Monday, 22 February 2016

U.S. scrambles to contain IS in Libya

Senegalese commandos disembark from their raft during an exercise with trainers from the Dutch and American militaries earlier this month. The Pentagon has proposed spending $200
million this year to help train and equip the armies and security forces of North and West African countries. File photo.

The Islamic State’s branch in Libya is deepening its reach across a wide area of Africa, attracting new recruits from countries like Senegal that had been largely immune to the jihadist propaganda — and forcing the African authorities and their Western allies to increase efforts to combat the fast-moving threat.

The U.S. airstrikes in northwestern Libya on Friday, which demolished an Islamic State training camp and were aimed at a top Tunisian operative, underscore the problem, Western officials said. The more than three dozen suspected IS fighters killed in the bombing were recruited from Tunisia and other African countries, officials said, and were believed to be rehearsing an attack against Western targets.

Even as U.S. intelligence agencies say the number of IS fighters in Iraq and Syria has dropped to about 25,000 from a high of about 31,500, partly because of the U.S.-led air campaign there, the group’s ranks in Libya have roughly doubled in the same period, to about 6,500 fighters. More than a dozen U.S. and allied officials spoke of their growing concern about the militant organisation’s expanding reach from Libya and across Africa on rules of anonymity because the discussions involved intelligence and military planning.
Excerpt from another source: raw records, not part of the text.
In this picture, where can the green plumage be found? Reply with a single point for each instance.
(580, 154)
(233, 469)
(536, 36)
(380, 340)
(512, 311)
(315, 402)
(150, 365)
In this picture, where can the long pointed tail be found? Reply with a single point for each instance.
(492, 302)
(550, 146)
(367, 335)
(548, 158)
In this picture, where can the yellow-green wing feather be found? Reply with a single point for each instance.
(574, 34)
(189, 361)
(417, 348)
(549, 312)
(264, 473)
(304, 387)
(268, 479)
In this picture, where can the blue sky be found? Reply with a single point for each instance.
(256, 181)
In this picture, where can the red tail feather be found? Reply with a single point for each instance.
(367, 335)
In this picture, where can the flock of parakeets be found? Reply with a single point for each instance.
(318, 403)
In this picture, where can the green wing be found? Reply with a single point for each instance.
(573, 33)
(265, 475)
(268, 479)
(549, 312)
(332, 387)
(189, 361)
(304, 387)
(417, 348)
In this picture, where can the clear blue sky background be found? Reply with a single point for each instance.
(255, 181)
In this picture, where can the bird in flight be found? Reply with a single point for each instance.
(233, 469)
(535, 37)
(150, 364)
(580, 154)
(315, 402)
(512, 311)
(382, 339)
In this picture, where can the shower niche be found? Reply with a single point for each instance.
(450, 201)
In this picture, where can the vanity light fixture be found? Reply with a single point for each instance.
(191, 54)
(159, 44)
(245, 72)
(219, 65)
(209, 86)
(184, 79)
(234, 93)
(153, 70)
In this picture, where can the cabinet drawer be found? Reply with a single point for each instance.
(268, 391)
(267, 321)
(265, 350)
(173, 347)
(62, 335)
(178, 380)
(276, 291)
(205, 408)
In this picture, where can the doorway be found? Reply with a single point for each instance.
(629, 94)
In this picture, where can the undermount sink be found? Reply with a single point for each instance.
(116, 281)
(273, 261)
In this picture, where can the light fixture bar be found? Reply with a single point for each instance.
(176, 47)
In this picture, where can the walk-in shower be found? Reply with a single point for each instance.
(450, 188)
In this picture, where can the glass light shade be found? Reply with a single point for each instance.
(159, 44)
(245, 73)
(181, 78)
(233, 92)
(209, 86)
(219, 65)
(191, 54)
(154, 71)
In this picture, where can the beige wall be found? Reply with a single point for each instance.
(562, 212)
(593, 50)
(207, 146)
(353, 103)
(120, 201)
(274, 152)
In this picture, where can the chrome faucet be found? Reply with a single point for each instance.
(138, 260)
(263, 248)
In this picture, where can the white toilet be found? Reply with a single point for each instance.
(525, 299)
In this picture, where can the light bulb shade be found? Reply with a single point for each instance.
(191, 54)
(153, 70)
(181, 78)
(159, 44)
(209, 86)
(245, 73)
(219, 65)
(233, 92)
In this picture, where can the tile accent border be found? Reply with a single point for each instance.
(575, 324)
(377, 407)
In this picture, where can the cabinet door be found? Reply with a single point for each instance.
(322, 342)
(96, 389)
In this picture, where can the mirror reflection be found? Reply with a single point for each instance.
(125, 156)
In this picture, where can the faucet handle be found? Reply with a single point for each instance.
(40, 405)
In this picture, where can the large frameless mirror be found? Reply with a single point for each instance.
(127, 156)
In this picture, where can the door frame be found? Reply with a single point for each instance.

IS leaders in Syria are telling recruits travelling north from West African nations like Senegal and Chad, as well as others streaming up through Sudan in eastern Africa, not to press on to West Asia. Instead, they are being told to stay put in Libya. U.S. intelligence officials, who described the recent orders from IS leaders, say the organisation’s immediate goal is to carve out a new caliphate in Libya, and there are signs the affiliate is trying to establish state-like institutions there.

Broader operation

The rising threat from Libya comes as President Barack Obama is being asked by many of his top military and intelligence advisers to approve the broader use of U.S. military force in Libya to open another front against the IS.

While administration officials have disclosed that Mr. Obama is mulling over how large of a military campaign to order for Libya, the new intelligence reports and the analysis on the spread of the IS are energising the high-level debate in Washington and allied capitals.

Before resorting to any wider military action, however, the White House and Western allies like Britain, Italy and France are trying to help create a unity government in Libya.

The goal is to use such a new central authority to rally dozens of fractious militias to fight against a common enemy — the IS. U.S. and European special operations forces could help advise and assist those militias, officials said.

“Our strong preference, as has always been the case, is to train Libyans to fight,” Mr. Obama said last week at a news conference in California. The administration and its allies are taking several steps to prepare to train Libyan troops should a newly formed unity government request such aid. They are also rushing to bolster pivotal African allies outside Libya as a bulwark against IS expansion on the continent.

The Pentagon has proposed spending $200 million this year to help train and equip the armies and security forces of North and West African countries.

The U.S. is about to break ground on a $50 million drone base in Agadez, Niger, that will allow Reaper surveillance aircraft to fly hundreds of miles closer to southern Libya.

‘Increased border patrols’

Col. Mahamane Laminou Sani, Niger’s top intelligence officer, said in an interview that his country had increased its border patrols against the threat in neighbouring Libya, and French troops stationed in Niger’s far north are doing the same.

The IS in Libya is now the most dangerous of the group’s eight affiliates, counter-terrorism officials say. About half a dozen senior IS lieutenants have arrived from Syria in recent months to build up the franchise, these officials say.

New U.S. and allied intelligence assessments say IS commanders in Libya are seizing territory there, starting to tax its residents and setting up quasi-government institutions.

“They’re trying to establish a state-wide structure,” Brett McGurk, Obama’s envoy to the U.S.-led coalition fighting the IS, told U.S. lawmakers this month.

The militant group is also starting to move in on the lucrative African migrant-smuggling operations that have been thriving in lawless Libya, developing a new source of revenue for the terror group.